Cosa puoi fare

Dieci azioni possibili subito

 

A Rimini le persone e le famiglie povere e quelle a rischio povertà sono in aumento.

Proponiamo 10 azioni possibili subito:

1. Dedicare il tempo libero a qualche servizio in qualità di volontario presso la propria Caritas parrocchiale o quella diocesana.

2. Approfondire la conoscenza e diffondere le riflessioni sui temi legati alla cultura della pace e della giustizia.

3. Pregare individualmente -e in gruppo- a favore dei poveri; animare la liturgia per condividere le situazioni di vita e i bisogni della gente, soprattutto di chi si trova in difficoltà. Condurre uno stile di vita sobrio ed educare alla solidarietà.

4. Venire in Caritas a Rimini con il proprio gruppo per conoscere e riflettere insieme, oppure invitare gli operatori Caritas del territorio agli incontri di formazione.

5. Invitare gli amici albergatori a regalare a Caritas il vecchio mobilio dell’albergo e la biancheria non più utilizzata, che verrà così messa a disposizione delle famiglie in difficoltà.

6. Donare le coperte  che verranno destinate alle tante persone che anche a Rimini dormono all’ aperto perché senza fissa dimora. Vestiti e scarpe ancora in buono stato ma passati di misura o fuori moda si possono portare in Caritas. Verranno aiutate tante persone a vestirsi con dignità.

7. Comperare del materiale scolastico in più -oltre a quello dei propri figli- da destinare ai ragazzi di famiglie immigrate con poche possibilità economiche.
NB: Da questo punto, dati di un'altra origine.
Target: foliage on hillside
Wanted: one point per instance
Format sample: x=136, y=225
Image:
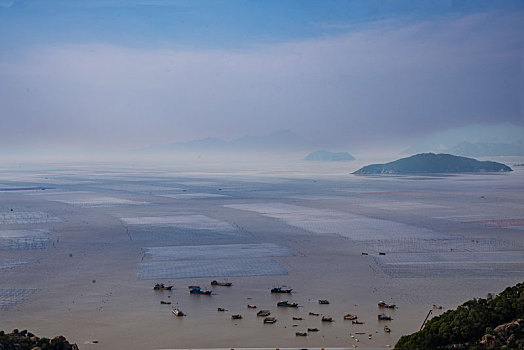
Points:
x=468, y=323
x=433, y=163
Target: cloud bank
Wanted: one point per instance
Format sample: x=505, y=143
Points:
x=385, y=82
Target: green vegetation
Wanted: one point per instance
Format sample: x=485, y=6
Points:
x=433, y=163
x=465, y=326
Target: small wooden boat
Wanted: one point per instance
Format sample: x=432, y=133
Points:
x=263, y=313
x=161, y=286
x=200, y=291
x=224, y=284
x=178, y=312
x=270, y=320
x=384, y=317
x=350, y=317
x=384, y=305
x=287, y=304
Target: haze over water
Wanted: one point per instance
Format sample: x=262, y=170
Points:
x=164, y=142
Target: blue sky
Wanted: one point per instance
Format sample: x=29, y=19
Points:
x=204, y=24
x=125, y=74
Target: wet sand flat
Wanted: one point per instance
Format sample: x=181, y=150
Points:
x=81, y=259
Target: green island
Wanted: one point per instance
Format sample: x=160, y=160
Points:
x=491, y=323
x=429, y=163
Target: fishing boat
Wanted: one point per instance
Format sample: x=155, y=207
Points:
x=224, y=284
x=385, y=305
x=263, y=313
x=200, y=291
x=270, y=320
x=287, y=304
x=178, y=312
x=161, y=286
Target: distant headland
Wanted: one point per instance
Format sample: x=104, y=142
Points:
x=433, y=163
x=326, y=156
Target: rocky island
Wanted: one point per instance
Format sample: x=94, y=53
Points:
x=433, y=163
x=326, y=156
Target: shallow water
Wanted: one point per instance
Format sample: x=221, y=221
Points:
x=110, y=235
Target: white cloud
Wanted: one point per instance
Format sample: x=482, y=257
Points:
x=389, y=78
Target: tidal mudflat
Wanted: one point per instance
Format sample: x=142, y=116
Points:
x=81, y=257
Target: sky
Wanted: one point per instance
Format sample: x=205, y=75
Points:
x=117, y=75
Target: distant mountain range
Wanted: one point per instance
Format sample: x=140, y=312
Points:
x=475, y=141
x=433, y=163
x=326, y=156
x=280, y=140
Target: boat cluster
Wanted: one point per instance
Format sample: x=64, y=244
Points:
x=267, y=319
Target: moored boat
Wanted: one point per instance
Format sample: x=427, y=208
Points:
x=263, y=313
x=161, y=286
x=200, y=291
x=270, y=320
x=384, y=317
x=287, y=304
x=385, y=305
x=224, y=284
x=178, y=312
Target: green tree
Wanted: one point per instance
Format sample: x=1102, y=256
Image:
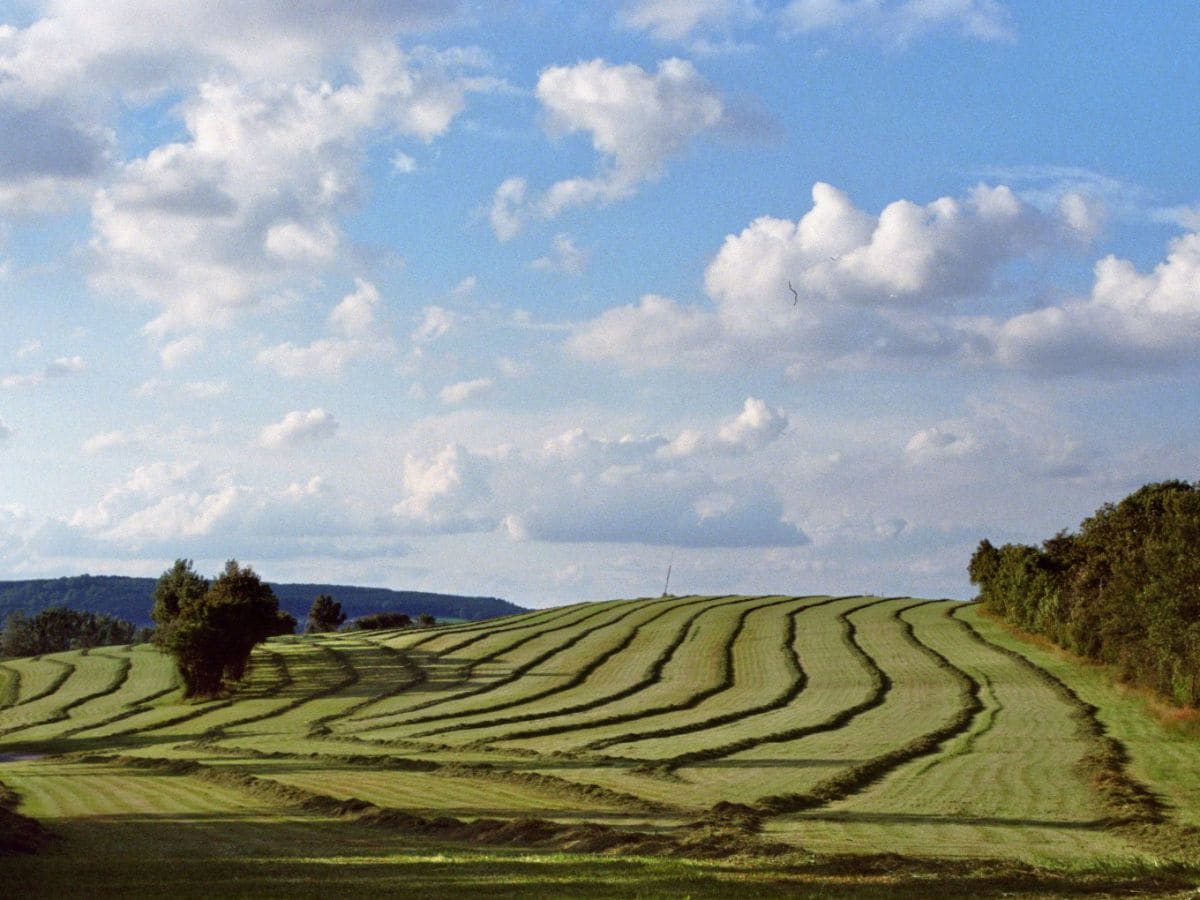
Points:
x=177, y=588
x=213, y=635
x=324, y=615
8. Invitare i negozianti di generi alimentari (dai quali ci si serve abitualmente) a diventare fornitore gratuito di Caritas: noi verremo a ritirare la merce che periodicamente risulta non vendibile sul mercato a causa di una scadenza ravvicinata, un difetto nella confezione o una eccedenza di magazzino.

9. Sostenere con offerte le attività di assistenza e i progetti di solidarietà.

10. Sostenere il progetto “Operazione cuore”. Grazie a questo progetto si offre la possibilità a bambini e a ragazzi africani affetti da gravi cardiopatie, di giungere in Italia per essere sottoposti a interventi cardio-chirurgici. I ragazzi provengono dall’ ospedale di Mutoko (Zimbawe) dove opera la dottoressa Marilena Pesaresi.  Occorrono famiglie disponibili ad accogliere in casa i bambini per alcuni mesi, prima e dopo l’intervento. E’ necessario reperire fondi per gli esami clinici da fare in Africa, per il viaggio, per l’assistenza e i medicinali.